Kolejny Portugalczyk poprowadzi reprezentację Polski? "Jest inny niż Sousa. Optymalny kandydat"

Kolejny Portugalczyk poprowadzi reprezentację Polski? "Jest inny niż Sousa. Optymalny kandydat"
Xinhua/Press Focus
Był niezłym piłkarzem, który zebrał blisko 300 meczów w lidze portugalskiej, a z kadrą zdobył nawet medal mistrzostw Europy. Jako trener dwukrotnie pojechał na mundial. Ostatnio pracował w Azji, ale teraz Paulo Bento chce wrócić na Stary Kontynent i być może poprowadzi reprezentację Polski.
Na liście kandydatów do zastąpienia Czesława Michniewicza w roli selekcjonera reprezentacji Polski często przewija się kandydatura Paulo Bento. Portugalczyk miał już się nawet zgłosić do władz PZPN. Nic dziwnego, bo dla niego praca w futbolu reprezentacyjnym to żadna nowość. W przeszłości trenował rodzimą kadrę, a przez ostatnie cztery lata prowadził Koreę Południową. I choć z "Tygrysami Azji" na mundialu w Katarze osiągnął jeden z najlepszych wyników w historii, wychodząc z grupy, po zakończeniu mistrzostw odszedł z pracy. Teraz chciałby spróbować swoich sił w Polsce i ma ku temu kilka wyraźnych argumentów.
Dalsza część tekstu pod wideo

W Portugalii o nim pamiętają

Jest lizbończykiem z krwi i kości, który w stolicy Portugalii spędził większą część kariery piłkarskiej. Grał w Benfice, Sportingu, kilka lat spędził też w hiszpańskim Realu Oviedo. Podobnie jak Paulo Sousa występował na pozycji defensywnego pomocnika i odniósł jako piłkarz parę znaczących sukcesów.
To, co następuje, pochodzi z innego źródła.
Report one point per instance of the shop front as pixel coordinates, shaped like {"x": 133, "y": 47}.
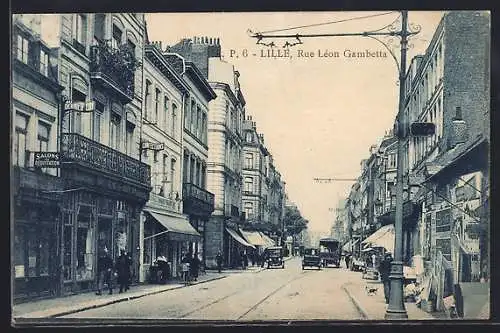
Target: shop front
{"x": 105, "y": 192}
{"x": 169, "y": 235}
{"x": 36, "y": 217}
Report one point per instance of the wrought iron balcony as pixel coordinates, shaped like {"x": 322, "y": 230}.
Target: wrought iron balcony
{"x": 191, "y": 191}
{"x": 89, "y": 153}
{"x": 114, "y": 69}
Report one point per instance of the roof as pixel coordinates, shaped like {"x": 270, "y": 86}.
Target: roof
{"x": 451, "y": 156}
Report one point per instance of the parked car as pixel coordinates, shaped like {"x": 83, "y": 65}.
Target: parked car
{"x": 274, "y": 257}
{"x": 330, "y": 251}
{"x": 311, "y": 258}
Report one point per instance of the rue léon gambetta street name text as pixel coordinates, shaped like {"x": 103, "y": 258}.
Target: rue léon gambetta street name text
{"x": 279, "y": 53}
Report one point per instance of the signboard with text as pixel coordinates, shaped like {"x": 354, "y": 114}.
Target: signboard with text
{"x": 45, "y": 159}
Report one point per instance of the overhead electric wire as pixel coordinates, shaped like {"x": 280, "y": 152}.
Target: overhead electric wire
{"x": 331, "y": 22}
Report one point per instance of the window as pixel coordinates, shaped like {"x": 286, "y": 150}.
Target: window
{"x": 164, "y": 173}
{"x": 157, "y": 104}
{"x": 130, "y": 138}
{"x": 99, "y": 24}
{"x": 131, "y": 47}
{"x": 172, "y": 175}
{"x": 22, "y": 49}
{"x": 43, "y": 138}
{"x": 187, "y": 116}
{"x": 114, "y": 131}
{"x": 165, "y": 112}
{"x": 99, "y": 110}
{"x": 198, "y": 123}
{"x": 203, "y": 176}
{"x": 44, "y": 63}
{"x": 248, "y": 207}
{"x": 248, "y": 184}
{"x": 147, "y": 99}
{"x": 204, "y": 134}
{"x": 81, "y": 28}
{"x": 116, "y": 41}
{"x": 20, "y": 153}
{"x": 248, "y": 160}
{"x": 192, "y": 126}
{"x": 174, "y": 120}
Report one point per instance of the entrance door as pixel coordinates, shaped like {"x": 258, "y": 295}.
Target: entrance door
{"x": 466, "y": 268}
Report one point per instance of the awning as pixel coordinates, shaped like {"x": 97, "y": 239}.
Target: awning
{"x": 178, "y": 228}
{"x": 383, "y": 237}
{"x": 253, "y": 238}
{"x": 269, "y": 241}
{"x": 238, "y": 238}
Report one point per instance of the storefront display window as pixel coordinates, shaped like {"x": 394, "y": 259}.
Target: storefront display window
{"x": 19, "y": 252}
{"x": 67, "y": 252}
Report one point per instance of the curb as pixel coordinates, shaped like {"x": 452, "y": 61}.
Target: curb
{"x": 356, "y": 303}
{"x": 129, "y": 298}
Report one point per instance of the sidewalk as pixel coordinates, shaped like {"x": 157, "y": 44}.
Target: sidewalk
{"x": 373, "y": 307}
{"x": 61, "y": 306}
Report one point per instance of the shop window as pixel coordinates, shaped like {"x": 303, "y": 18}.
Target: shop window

Tym najważniejszym wydaje się półfinał EURO 2000, w którym to Francja okazała się lepsza od Portugalii dopiero po złotym golu Zinedine'a Zidane'a w końcówce dogrywki.
Przygodę z trenerką Bento również rozpoczął w Lizbonie. Pracował krótko z młodymi zawodnikami Sportingu, a w 2005 roku dostał szansę pracy z pierwszym zespołem "Lwów". Choć w klubie z Estadio Jose Alvalade miał do ogarnięcia wtedy dość spory bałagan, udało mu się to z nawiązką. Zdobył z nim w sumie cztery trofea (po dwa krajowe puchary i superpuchary). Także cztery razy kończył ligę jako wicemistrz Portugalii.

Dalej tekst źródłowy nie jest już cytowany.